The non-generic versions of the methods are used for normal procedure calls where you're only interested in calling some method that doesn't have a return value. The non-generic EndInvoke() method simply blocks until the method call is complete and returns. If the call is complete before calling EndInvoke, then it will return immediately. If you call BeginInvoke from the UI thread, then the Proc is executed synchronously, and CompletedSynchronously returns true. The generic versions of these methods allow you to asynchronously call a function and get the return value once it becomes available. Using the AsyncHandleObject property on IAsyncResult, you can dispatch several different async calls with BeginInvoke() and then wait for one or all of them to complete using the new class function THandlObject.WaitForMultiple() in SyncObjs.pas. Another thing is that if an exception is raised during the execution of the Proc, it will be caught, saved off and then re-raised when you call EndInvoke(). So you should always call EndInvoke() at some point.

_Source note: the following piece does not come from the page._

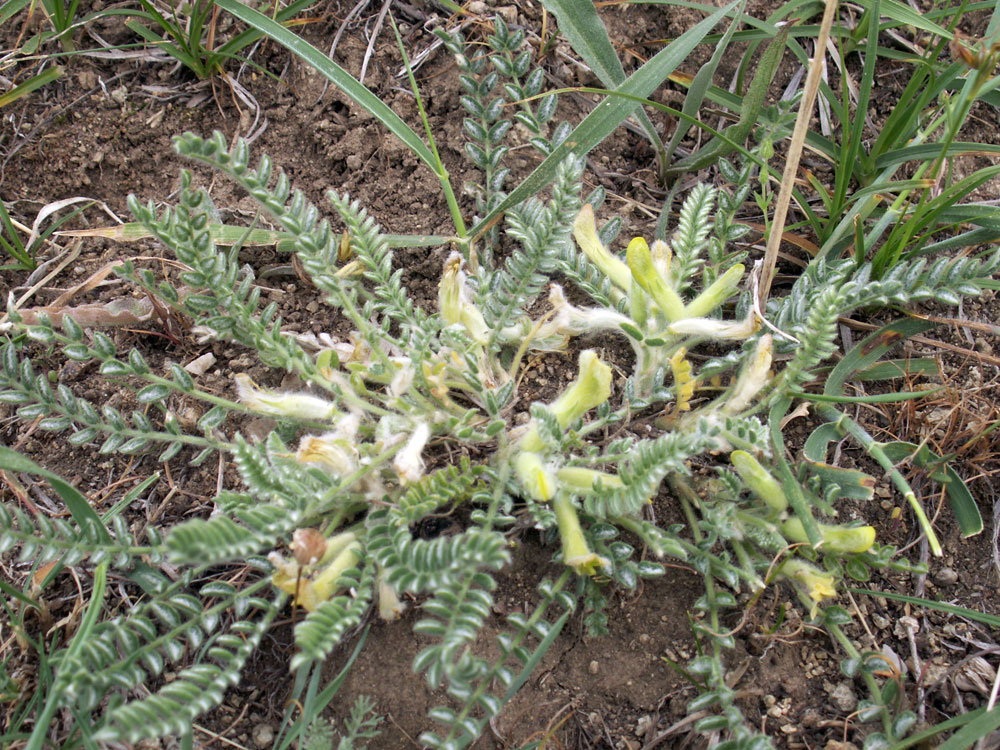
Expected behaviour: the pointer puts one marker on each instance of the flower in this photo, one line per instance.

So that's an overview of the exposed interfaces. In this example, this is the execute method of a TThread descendant that searches a disk folder for all the files and fills up a list box the results. An edit box on the form holds the path to the folder, which is read asynchronously. Yes, a regular "Synchronize" could have been used in this case, but I needed a quick little example:

procedure TBeginInvokeTestForm.TSearchThread.Execute;
var
SR: TSearchRec;
SH: Integer;
AR: IAsyncResult;
begin
if not Terminated then
begin
AR := FForm.BeginInvoke<string>(TFunc<string>(function: string
begin
Result := FForm.Edit1.Text;
end));
FFolder := FForm.EndInvoke<string>(AR);
SH := FindFirst(IncludeTrailingPathDelimiter(FFolder) + '*.*', faAnyFile, SR);
while (SH = 0) and not Terminated do
begin
//Sleep(10); // this makes the background thread go a little slower.
AR := FForm.BeginInvoke(procedure
begin
if not Terminated then
FForm.ListBox1.Items.Add(SR.Name);
end);
FForm.EndInvoke(AR);
SH := FindNext(SR);
end;
end;
end;

This shows both the usage of the generic and non-generic BeginInvoke/EndInvoke functions. In the next post we'll start to look at the implementation behind all of this. We'll also start to look at how this same pattern can be used for async IO using I/O Completion ports and a simple thread pool. There is also a little "gotcha" in the above code using this technique that I'll explain.


Yes, this this looks remarkably like what is available in .NET. Hey they co-opted a bunch of ideas from Delphi and VCL... why not return the favor :-).


NOTE: The TFunc<string>() cast in the first BeginInvoke<string>() call is to work around an overload resolution bug that is slated to be fixed in a future service pack.